ING keeps cautious strategy on Asian acquisitions for now

DARANA CHUDASRI AND BLOOMBERG NEWS

Despite its strong capital base, the Dutch financial services company ING Group has no big plan for acquisitions in Asia Pacific as it wants to apply a conservative strategy to invest only in profitable ventures, says Hans van der Noordaa, a member of the executive board.

Discussing the company’s outlook at a briefing in Bangkok yesterday, from left: Rajesh Sethi, CEO, ING Life (Thailand); Hans van der Noordaa, member of the executive board; and Maris Tarab, CEO, ING Funds Thailand. KOSOL NAKACHOL

"We are now a little bit cautious about new acquisitions in the Asian region," Mr Van der Noordaa said at a briefing yesterday in Bangkok.

"Our top priority is to protect our capital base because the financial markets will continue to be volatile," he said, adding the group needed to be conservative in business operations next year though Asia Pacific is expected to be a growth region.

ING Group expects that Asia Pacific will contribute 20% of the group's revenue next year, an increase from 10% due to growth from its life insurance businesses in China, India, Thailand and Malaysia. Central Europe and Latin America also have growth potential.

The group has 190 billion worth of total investment assets in Asia Pacific, including life businesses in 10 countries and fund management businesses in 12 countries.

Rajesh Sethi, president and CEO of ING Life in Thailand, said ING still had a long-term commitment in Thailand and has plans to increase investment, release new products, technologies and customer service, and develop representatives in every channel.

"The crisis is not bothering us. It can be an opportunity," said Mr Rajesh.

It just launched a new training center located in Le Concord Building, and the company has over 8,500 agents.

Its life operating result in the first three quarters grew higher than the industry. First-year premiums for the nine-month period totalled 1.376 billion baht, up 17% year-on-year.

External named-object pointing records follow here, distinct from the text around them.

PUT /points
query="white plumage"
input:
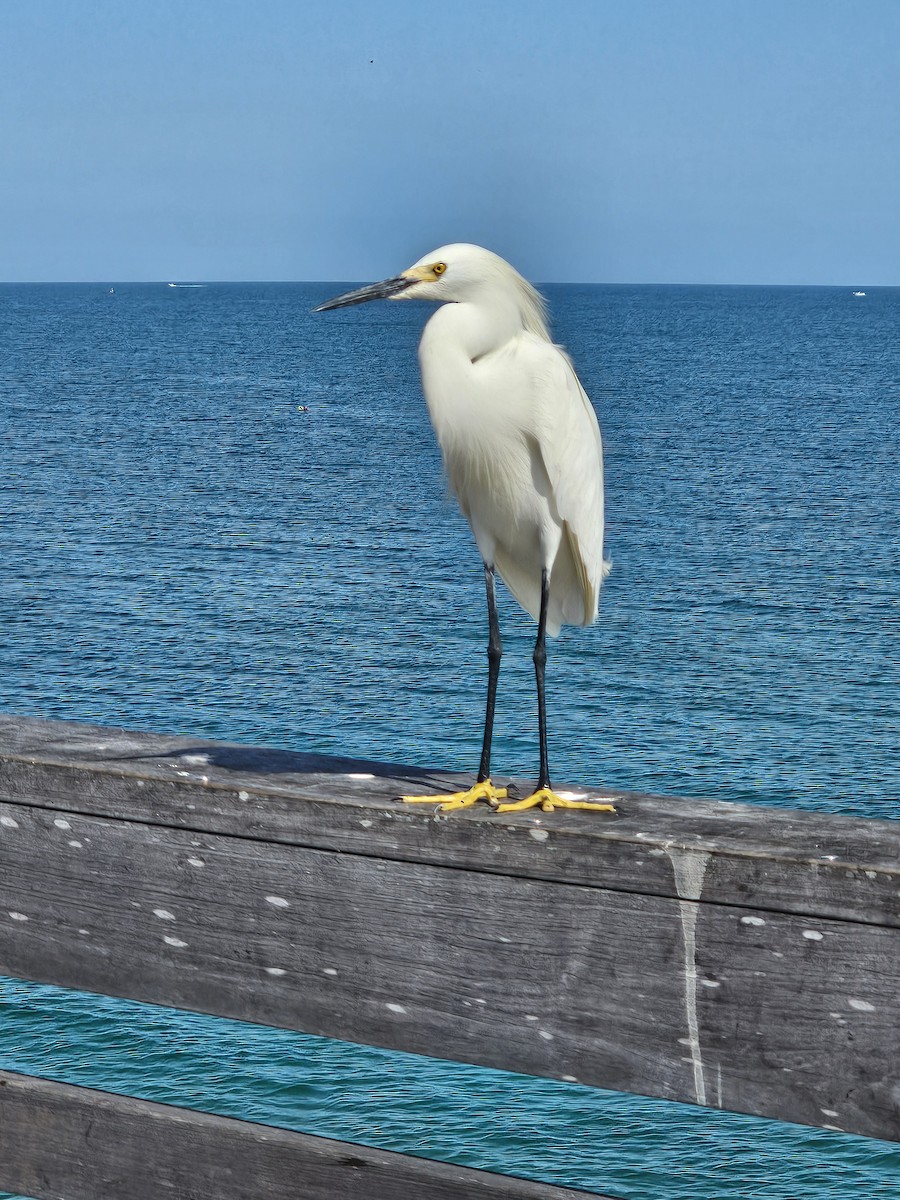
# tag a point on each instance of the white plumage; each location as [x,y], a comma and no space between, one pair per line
[522,453]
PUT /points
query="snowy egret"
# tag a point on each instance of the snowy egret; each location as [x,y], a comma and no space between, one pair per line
[522,453]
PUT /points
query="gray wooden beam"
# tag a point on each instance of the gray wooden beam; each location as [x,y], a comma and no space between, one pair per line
[678,951]
[793,862]
[57,1140]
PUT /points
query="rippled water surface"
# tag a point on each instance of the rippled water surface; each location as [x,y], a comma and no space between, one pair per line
[186,550]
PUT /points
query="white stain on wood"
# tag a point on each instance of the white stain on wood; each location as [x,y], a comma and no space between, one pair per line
[862,1006]
[690,868]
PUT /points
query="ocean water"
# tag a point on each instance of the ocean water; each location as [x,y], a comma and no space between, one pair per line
[186,550]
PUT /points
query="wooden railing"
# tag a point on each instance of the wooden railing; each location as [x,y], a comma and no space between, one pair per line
[738,957]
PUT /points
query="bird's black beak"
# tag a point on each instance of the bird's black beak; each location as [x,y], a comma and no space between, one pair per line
[383,291]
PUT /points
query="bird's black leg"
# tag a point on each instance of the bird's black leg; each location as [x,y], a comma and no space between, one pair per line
[483,790]
[540,661]
[544,796]
[495,651]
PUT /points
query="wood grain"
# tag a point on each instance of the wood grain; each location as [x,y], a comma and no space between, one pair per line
[555,946]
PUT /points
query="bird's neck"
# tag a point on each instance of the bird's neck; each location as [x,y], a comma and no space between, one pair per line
[472,329]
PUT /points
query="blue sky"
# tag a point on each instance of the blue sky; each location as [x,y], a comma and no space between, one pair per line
[609,141]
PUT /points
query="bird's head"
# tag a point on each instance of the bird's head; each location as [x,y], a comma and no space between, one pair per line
[453,274]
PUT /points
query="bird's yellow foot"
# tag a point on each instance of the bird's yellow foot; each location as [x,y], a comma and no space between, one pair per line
[547,799]
[483,791]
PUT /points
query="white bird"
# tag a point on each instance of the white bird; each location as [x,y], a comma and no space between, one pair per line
[522,453]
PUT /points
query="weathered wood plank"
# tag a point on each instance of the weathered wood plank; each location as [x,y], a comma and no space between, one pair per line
[57,1140]
[784,861]
[750,1009]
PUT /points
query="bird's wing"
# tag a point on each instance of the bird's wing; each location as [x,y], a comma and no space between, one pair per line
[568,436]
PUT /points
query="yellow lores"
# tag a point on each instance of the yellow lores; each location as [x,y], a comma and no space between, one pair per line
[523,456]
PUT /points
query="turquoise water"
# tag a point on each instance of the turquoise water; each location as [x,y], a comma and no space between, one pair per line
[187,551]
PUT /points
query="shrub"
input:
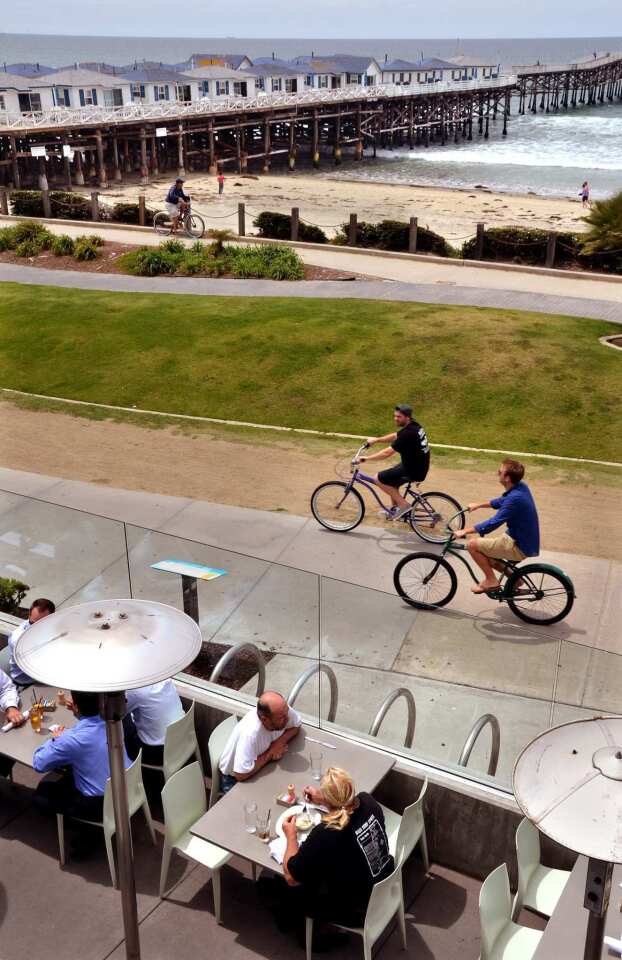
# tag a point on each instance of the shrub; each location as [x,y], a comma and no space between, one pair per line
[85,248]
[393,235]
[148,262]
[12,592]
[278,226]
[128,213]
[7,239]
[62,246]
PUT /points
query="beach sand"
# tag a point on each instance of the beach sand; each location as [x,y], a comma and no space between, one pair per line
[329,202]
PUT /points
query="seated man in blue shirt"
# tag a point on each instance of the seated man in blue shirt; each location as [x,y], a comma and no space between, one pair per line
[84,749]
[517,509]
[176,203]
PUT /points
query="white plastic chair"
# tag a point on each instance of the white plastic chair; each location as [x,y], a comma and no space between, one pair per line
[539,888]
[502,939]
[180,743]
[184,801]
[385,902]
[406,831]
[136,799]
[217,742]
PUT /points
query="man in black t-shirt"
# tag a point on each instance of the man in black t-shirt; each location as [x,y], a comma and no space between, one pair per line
[337,869]
[411,442]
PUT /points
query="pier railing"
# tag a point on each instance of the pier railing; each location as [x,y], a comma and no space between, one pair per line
[70,116]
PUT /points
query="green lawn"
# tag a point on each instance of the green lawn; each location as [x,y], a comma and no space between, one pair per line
[479,377]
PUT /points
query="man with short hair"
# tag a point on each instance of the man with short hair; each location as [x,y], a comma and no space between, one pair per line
[9,713]
[84,749]
[38,610]
[517,509]
[262,735]
[411,442]
[176,203]
[151,710]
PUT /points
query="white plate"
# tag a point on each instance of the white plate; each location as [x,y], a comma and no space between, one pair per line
[297,808]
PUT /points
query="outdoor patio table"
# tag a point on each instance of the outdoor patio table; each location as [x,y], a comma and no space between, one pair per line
[20,743]
[224,823]
[564,936]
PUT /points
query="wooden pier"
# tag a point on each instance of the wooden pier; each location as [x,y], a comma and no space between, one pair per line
[99,147]
[550,88]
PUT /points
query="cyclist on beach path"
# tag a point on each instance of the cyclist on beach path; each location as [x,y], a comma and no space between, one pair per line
[516,508]
[176,203]
[411,442]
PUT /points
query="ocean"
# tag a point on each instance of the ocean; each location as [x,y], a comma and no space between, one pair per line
[546,154]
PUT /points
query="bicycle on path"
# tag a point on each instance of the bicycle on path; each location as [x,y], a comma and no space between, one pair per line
[536,592]
[338,505]
[193,225]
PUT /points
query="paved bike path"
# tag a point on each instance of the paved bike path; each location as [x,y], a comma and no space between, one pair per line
[453,294]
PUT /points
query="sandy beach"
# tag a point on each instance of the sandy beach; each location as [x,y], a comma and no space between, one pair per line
[329,202]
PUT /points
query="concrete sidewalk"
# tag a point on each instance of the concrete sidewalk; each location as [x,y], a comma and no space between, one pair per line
[395,278]
[301,593]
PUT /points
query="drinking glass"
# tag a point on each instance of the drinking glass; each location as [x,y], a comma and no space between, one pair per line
[250,817]
[316,764]
[263,825]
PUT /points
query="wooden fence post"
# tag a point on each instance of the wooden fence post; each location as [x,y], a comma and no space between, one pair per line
[47,206]
[479,241]
[295,223]
[412,235]
[551,244]
[94,205]
[352,230]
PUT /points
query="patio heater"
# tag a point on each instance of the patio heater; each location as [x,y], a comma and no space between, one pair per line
[568,782]
[107,647]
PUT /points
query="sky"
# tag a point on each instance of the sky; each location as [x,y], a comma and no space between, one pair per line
[321,18]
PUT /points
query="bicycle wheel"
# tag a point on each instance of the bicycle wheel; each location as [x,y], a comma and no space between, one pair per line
[194,226]
[538,593]
[431,513]
[336,507]
[162,223]
[425,580]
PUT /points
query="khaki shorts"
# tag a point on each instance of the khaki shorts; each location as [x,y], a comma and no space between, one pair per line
[501,547]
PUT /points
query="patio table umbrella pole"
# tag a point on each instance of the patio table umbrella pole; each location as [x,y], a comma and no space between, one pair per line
[108,647]
[114,710]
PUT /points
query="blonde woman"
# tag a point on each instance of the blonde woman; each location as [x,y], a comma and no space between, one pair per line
[333,872]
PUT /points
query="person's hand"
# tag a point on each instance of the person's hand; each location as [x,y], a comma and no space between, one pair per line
[278,750]
[313,795]
[15,716]
[289,827]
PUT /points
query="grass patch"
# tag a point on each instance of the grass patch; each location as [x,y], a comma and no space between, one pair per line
[478,377]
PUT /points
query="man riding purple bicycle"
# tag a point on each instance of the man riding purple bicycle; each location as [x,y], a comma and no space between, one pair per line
[411,442]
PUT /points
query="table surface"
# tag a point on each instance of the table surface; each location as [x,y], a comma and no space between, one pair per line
[20,743]
[224,823]
[565,932]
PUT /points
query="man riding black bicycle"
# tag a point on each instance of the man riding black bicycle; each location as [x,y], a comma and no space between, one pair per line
[177,203]
[411,442]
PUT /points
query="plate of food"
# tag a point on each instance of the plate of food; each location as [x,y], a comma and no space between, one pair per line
[305,819]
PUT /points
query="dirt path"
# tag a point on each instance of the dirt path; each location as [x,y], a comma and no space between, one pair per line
[271,473]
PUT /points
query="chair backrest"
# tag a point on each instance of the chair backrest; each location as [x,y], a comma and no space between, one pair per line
[135,792]
[527,854]
[411,828]
[217,742]
[180,743]
[183,801]
[495,908]
[383,903]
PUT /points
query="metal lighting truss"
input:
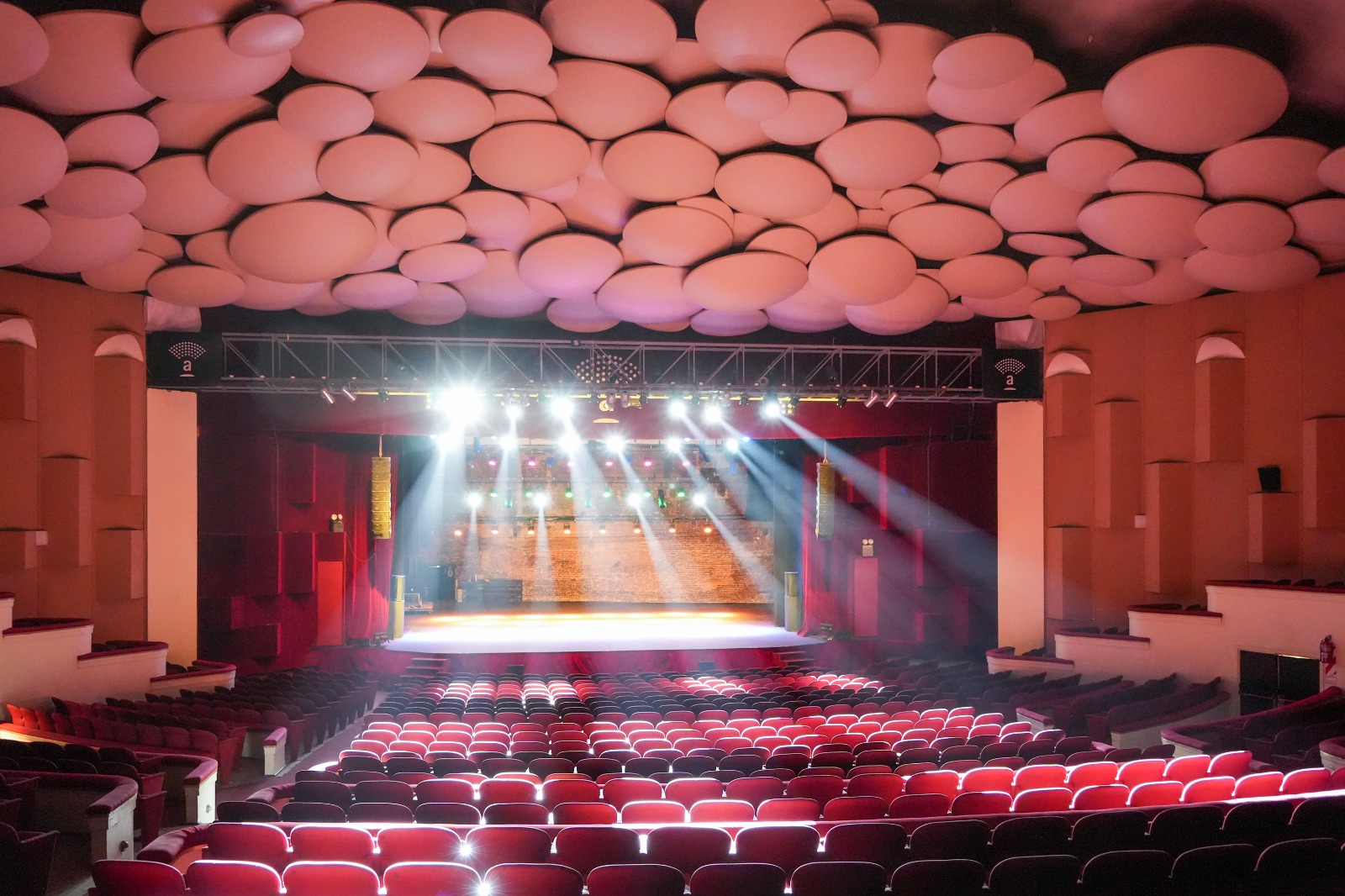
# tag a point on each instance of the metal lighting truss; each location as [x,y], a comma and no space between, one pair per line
[549,367]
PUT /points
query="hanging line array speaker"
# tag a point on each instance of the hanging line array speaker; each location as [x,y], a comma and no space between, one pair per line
[826,499]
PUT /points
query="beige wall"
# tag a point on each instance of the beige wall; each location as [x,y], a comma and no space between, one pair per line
[171,522]
[1150,434]
[1021,524]
[73,454]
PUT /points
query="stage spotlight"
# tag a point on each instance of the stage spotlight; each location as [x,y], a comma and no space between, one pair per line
[562,407]
[464,403]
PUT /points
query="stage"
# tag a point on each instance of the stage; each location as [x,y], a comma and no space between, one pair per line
[595,631]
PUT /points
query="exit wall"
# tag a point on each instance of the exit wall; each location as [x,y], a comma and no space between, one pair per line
[73,454]
[1150,458]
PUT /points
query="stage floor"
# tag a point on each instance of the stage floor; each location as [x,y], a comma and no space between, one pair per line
[569,631]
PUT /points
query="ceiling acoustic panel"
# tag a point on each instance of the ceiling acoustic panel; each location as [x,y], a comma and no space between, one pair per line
[790,163]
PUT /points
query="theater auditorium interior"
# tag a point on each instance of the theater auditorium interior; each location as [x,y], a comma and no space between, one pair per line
[658,447]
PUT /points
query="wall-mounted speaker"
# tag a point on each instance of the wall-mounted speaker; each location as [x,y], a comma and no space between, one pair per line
[1270,479]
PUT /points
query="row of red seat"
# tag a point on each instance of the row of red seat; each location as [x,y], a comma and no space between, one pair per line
[1291,867]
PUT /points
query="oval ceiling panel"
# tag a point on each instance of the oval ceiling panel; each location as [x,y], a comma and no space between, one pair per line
[1195,98]
[197,65]
[631,31]
[435,304]
[878,154]
[730,323]
[746,280]
[942,232]
[526,156]
[1002,104]
[24,233]
[195,286]
[810,118]
[905,69]
[33,156]
[1153,175]
[661,166]
[831,60]
[1086,165]
[647,295]
[89,66]
[753,37]
[123,140]
[499,49]
[24,45]
[984,61]
[862,269]
[370,46]
[81,244]
[1277,269]
[773,185]
[262,163]
[435,109]
[303,241]
[918,306]
[443,262]
[181,199]
[603,100]
[1062,119]
[973,143]
[677,235]
[1244,228]
[568,266]
[98,192]
[1282,170]
[580,314]
[1145,225]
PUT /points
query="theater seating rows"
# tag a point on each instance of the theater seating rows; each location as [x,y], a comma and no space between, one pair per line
[1288,868]
[1172,831]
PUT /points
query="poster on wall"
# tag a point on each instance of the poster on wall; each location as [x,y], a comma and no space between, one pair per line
[1012,374]
[185,360]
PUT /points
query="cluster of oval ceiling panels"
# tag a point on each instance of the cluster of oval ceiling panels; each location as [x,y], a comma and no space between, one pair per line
[779,168]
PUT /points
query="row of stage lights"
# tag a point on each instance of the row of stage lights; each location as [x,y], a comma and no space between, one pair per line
[468,403]
[568,529]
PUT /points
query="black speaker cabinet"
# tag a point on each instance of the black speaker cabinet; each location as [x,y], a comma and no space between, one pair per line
[1270,479]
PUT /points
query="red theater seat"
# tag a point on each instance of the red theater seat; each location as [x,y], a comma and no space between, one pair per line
[636,880]
[206,878]
[131,878]
[330,878]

Total insurance premiums were 4.193 billion baht, up by 29% while the industry overall grew by a more modest 11%.

Maris Tarab, managing director of ING Fund, said assets under management at the end of this year are expected to reach 214 billion baht, higher than its target of 204 billion. This includes hotel property funds worth 10 billion baht that will be launched before the year-end.

ING Funds has set a goal to expand its asset size to 244 billion baht next year when it plans more growth on short-term bond funds and private funds. Two property funds worth a combined five billion baht are planned to launch.

Three foreign investment funds are also planned to launch in the second quarter.

In Thailand, ING Group has total investments of 650 million. This includes 100 million in ING Life, 50 million in ING Funds, 40 million in ING Bank and 460 million in TMB Bank.

ING tapped a 10-billion ($12.6 billion) lifeline from the Dutch government on Oct 19 to shore up its capital.

The company reported a loss this week, the first since it was created 17 years ago in a merger, of 478 million in the quarter ended Sept 30. It had a net profit of 2.31 billion in the same period last year.